Kamuoyu bu teraneyi çok iyi hatırlayacaktır: Analar ağlamasın
Yıllarca bu zehir milletimize şırınga edildi. Vatandaşlarımız da bu teranenin sahipleri için bunlar devlet büyüğü elbet bir bildikleri vardır, hem bu teröristler öldürmekle bitmiyor, meseleyi kan davasına çevirmeyelim, barışalım gitsin dediler. 
Bunun için;
Habur’da çadır mahkemeleri kuruldu,
Diyarbakır’da Barzani, Şivan Perver ve Rojinle beraber ‘megri-megri’ türküsü söylendi,
İmralı’daki bölücü başı bebek katili arabulucu yapıldı, 
Akılsız, ‘akillerle’ çözü-l-me sürecinin altına ha bire odun atıldı,
Osloda yabancılarla, Dolmabahçede bölücü örgütün uzantılarıyla kapalı kapılar görüşmeler yapıldı, Ve 7 Haziran seçimleri gelip çattığında... Muhalefeti ‘Sivas’ın ötesine geçememekle’ itham eden siyasi iktidar duvara tosladığını anladı. Bölücü terör örgütü gerçek yüzünü seçimlerden sonra göstermeye başladı. Anlaşıldı ki siyasi iktidarın ‘çözüm süreci’ dediği süreç, bölücülerin hayasız saldırıları için ‘serpilip, semizleştiği’ dönemmiş. 
Artık bırakın anaların ağlamasını, anaların yürekleri dağlandı. Bölücü hainler melanetlerini o kadar ileri götürdüler ki ülkemiz sanki bir savaş ortamına sürüklendi. Neredeyse her gün asker, polis, korucu güvenlik kuvvetlerimize saldırıldığı, cemse cemse şehid verdiğimiz bir döneme geldik. Bu kanın nerede duracağını, kin ve nefretin ne zaman kapanacağını da kimse bilemez hale geldi.

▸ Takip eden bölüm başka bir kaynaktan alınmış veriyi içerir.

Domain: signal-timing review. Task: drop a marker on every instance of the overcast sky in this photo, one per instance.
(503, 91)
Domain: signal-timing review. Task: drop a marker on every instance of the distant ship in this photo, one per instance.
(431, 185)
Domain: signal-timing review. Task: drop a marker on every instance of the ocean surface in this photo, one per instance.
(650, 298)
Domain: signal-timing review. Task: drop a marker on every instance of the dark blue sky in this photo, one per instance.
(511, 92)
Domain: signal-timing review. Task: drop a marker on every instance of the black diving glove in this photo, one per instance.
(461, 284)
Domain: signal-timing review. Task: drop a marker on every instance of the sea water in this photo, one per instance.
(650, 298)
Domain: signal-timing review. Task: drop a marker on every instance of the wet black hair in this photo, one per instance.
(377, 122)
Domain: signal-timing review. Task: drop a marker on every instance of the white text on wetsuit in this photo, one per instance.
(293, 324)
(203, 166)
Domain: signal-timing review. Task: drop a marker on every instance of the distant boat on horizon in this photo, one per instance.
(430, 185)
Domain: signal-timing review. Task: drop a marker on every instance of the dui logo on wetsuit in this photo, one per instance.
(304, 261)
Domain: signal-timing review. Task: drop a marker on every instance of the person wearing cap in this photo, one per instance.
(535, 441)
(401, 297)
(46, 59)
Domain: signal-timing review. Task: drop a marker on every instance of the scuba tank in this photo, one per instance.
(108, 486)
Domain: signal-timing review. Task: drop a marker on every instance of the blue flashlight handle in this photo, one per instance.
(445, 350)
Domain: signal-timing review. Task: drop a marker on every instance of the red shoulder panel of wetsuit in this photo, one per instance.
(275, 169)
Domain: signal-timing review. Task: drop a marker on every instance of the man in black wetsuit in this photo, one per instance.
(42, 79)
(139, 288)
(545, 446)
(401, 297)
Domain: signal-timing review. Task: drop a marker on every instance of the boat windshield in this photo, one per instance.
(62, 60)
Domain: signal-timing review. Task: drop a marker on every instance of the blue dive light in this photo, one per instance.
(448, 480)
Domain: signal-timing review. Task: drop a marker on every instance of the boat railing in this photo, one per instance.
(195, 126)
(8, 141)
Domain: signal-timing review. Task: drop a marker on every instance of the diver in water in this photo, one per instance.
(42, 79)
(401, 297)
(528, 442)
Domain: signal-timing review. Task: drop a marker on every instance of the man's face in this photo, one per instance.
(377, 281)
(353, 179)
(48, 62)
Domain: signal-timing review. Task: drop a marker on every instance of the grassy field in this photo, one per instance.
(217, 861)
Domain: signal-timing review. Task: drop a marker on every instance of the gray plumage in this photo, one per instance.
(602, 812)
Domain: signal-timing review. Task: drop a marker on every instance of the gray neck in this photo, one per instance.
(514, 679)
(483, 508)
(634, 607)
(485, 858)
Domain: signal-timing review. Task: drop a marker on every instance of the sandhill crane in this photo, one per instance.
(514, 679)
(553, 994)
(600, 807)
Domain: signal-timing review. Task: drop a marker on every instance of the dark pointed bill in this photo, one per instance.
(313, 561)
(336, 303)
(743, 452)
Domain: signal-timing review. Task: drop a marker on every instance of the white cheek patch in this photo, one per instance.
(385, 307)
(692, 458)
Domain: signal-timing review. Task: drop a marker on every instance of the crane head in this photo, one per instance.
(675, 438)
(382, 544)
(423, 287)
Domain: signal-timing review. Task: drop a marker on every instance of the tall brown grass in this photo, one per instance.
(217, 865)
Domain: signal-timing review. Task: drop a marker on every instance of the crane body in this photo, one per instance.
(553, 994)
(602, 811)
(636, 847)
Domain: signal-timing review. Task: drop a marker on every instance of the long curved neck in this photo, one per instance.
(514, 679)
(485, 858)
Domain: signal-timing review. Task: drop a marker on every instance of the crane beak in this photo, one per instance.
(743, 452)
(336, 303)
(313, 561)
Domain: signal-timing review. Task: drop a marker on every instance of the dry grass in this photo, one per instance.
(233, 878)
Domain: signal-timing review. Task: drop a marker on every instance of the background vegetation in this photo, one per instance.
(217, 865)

Diyorlar ki efendim; terör ülkeyi cayır cayır yakarken başka şeyleri konuşmanın gereği yoktur. Zaman birlik ve beraberlik zamanıdır. Hep birlikte el ele vermeliyiz. İyi güzel kardeşim de bari geçmiştikei gaflet ve dalaletinizden dolayı Milletimizden özür dileyin. Lafı eğip bükmeden çözüm süreci diye bir sürecin artık olmayacağını ilan edin. 

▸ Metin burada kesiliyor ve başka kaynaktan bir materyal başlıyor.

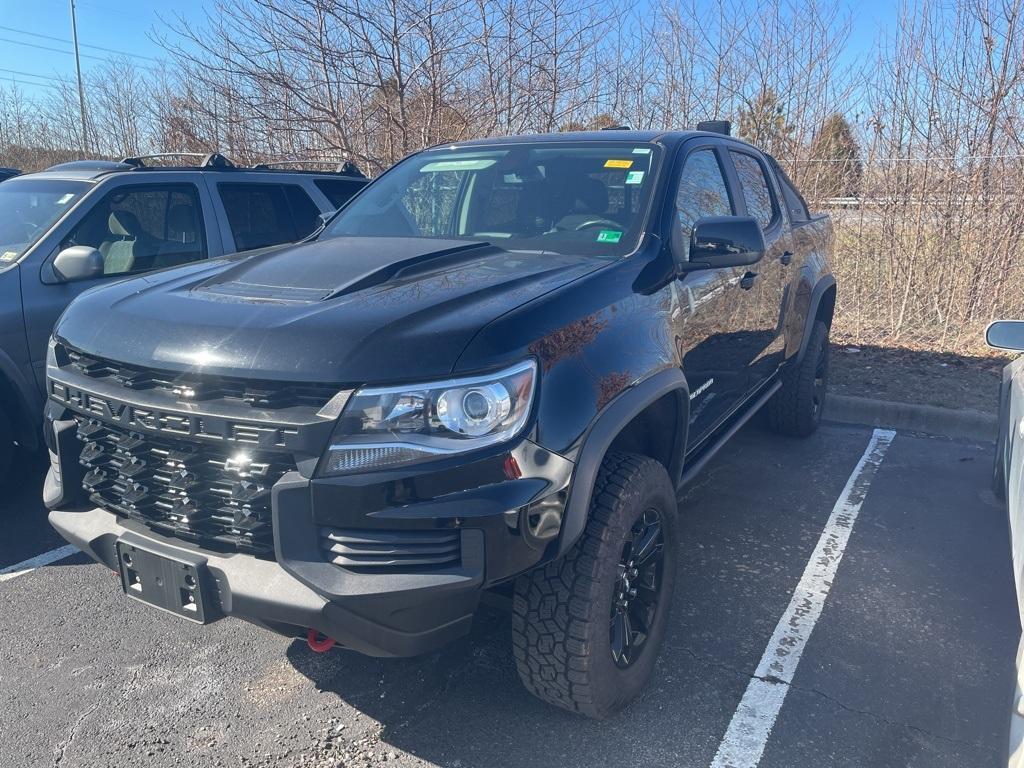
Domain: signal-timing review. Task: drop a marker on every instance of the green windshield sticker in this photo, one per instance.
(458, 165)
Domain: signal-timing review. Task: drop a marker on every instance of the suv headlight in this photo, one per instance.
(386, 427)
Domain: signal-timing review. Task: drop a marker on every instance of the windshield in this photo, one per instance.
(29, 207)
(587, 199)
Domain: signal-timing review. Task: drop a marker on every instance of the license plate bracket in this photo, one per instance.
(169, 583)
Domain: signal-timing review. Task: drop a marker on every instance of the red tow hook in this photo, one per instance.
(316, 643)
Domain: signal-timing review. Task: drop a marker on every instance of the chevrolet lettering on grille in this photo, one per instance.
(148, 419)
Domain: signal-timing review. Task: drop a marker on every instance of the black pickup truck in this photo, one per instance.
(493, 371)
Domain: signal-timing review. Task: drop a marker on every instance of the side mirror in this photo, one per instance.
(725, 241)
(1006, 335)
(78, 262)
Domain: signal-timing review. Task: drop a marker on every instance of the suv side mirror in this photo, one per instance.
(1006, 335)
(78, 262)
(725, 241)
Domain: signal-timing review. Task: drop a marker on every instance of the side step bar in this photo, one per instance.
(706, 455)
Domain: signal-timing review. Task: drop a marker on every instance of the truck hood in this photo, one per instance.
(343, 310)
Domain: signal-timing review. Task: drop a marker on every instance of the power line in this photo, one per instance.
(83, 45)
(31, 75)
(66, 52)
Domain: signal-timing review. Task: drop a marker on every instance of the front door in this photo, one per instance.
(710, 306)
(762, 321)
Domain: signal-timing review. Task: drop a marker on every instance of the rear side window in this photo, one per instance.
(338, 190)
(757, 194)
(262, 215)
(137, 228)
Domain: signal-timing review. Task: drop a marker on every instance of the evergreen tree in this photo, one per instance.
(837, 167)
(763, 123)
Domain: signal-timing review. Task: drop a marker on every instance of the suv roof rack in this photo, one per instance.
(345, 167)
(716, 126)
(207, 160)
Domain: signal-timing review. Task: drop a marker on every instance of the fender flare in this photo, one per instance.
(824, 283)
(603, 432)
(27, 402)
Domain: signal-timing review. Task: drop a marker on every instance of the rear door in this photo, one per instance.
(762, 321)
(137, 225)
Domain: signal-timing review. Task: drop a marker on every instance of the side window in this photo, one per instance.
(794, 202)
(138, 228)
(305, 214)
(755, 185)
(262, 215)
(338, 190)
(701, 192)
(430, 201)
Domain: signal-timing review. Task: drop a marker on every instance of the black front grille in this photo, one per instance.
(211, 494)
(198, 388)
(390, 550)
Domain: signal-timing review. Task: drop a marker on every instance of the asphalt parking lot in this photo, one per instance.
(910, 663)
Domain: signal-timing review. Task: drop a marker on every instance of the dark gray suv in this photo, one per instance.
(82, 224)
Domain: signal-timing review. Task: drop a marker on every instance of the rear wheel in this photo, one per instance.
(587, 629)
(796, 409)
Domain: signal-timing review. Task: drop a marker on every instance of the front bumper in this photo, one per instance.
(378, 616)
(502, 525)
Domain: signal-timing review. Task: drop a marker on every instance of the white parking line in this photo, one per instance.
(744, 740)
(26, 566)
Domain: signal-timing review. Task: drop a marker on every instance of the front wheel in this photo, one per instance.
(796, 409)
(587, 628)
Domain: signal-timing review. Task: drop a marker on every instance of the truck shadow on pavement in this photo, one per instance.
(464, 706)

Peki siz; Türkiye’nin kürt değil ayrılıkçı terör meselesi var diyenleri şehid cenazelerini istismar etmekle suçlamadınız mı? Siz; vatan millet düşmanlarına yaranmak için, Türk Milliyetçilerini kan emici gibi son derece tahkir edici sözlerle yaftalamadınız mı? Peki siz Türkiye’yi 36 etnik parçaya bölüp, gittiğiniz her yerde birleştirici olmak yerine parçalayıcı nutuklar atmadınız mı?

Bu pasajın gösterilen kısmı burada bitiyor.